Quenching is standard in steel mills, and food and beverage plants employ water spraying for cleaning. While cars use an air-based cooling system to regulate engine temperature, industrial HVAC systems often use water cooling.
- Environmental exposure: Outdoor equipment is virtually always prone to water ingress in their oil systems. They’re exposed to daily condensation and regular precipitation. This applies largely to construction equipment, agricultural machinery, port equipment, and other outdoor industrial installations.
Real-time monitoring is vital here. Excess wear and tear on an outdoor component that connects to a larger, more expensive machine can damage the entire system.
Methods to remove moisture and particles from oil
There are several ways to reduce humidity in oil and remove moisture and particles from it:
- Oil filtration: Oil filtering removes particles, similar to how a car’s oil filter operates. It also provides basic moisture removal during operation. Since oil moisture cannot be visually detected, continuous filtration is a first line of defense against both particle and moisture buildup.
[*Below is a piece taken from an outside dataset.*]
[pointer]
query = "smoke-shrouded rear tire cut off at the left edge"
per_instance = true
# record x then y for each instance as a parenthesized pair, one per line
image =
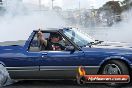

- Heat-based drying: Higher temperatures decrease the relative humidity in oil. Heating the oil to 212°F boils off the water while leaving the oil.
- Centrifugal force: A centrifuge separates water from oil by spinning the oil to create high G-forces. The denser water particles move outward from the center of rotation while the lighter oil remains closer to the center. This process works best on low specific gravity and low viscosity oils.
Moisture in oil monitoring tools from ifm
Real-time monitoring enables faster problem detection, especially for systems where water contamination can cause exponential degradation.
ifm offers two oil condition sensors: the LDH for monitoring oil moisture and the LDP for providing counts of particulates in oil.
The LDH moisture sensor:
- Measures relative humidity in oil continuously
- Provides early-warning at 40% relative humidity
- Triggers alerts at critical 60% relative humidity levels
- Accounts for different oil types and operating conditions
The LDP particulate counter:
- Tracks contamination in multiple size ranges (4, 8, 16 , and 21 microns)
- Monitors particulate buildup that could indicate wear
- Provides comprehensive oil condition assessment
Our technology’s dual-monitoring capability makes it particularly valuable for industrial applications where moisture and particulate contamination pose risks to equipment.
A proactive approach helps prevent the many issues that can develop when moisture problems remain undetected.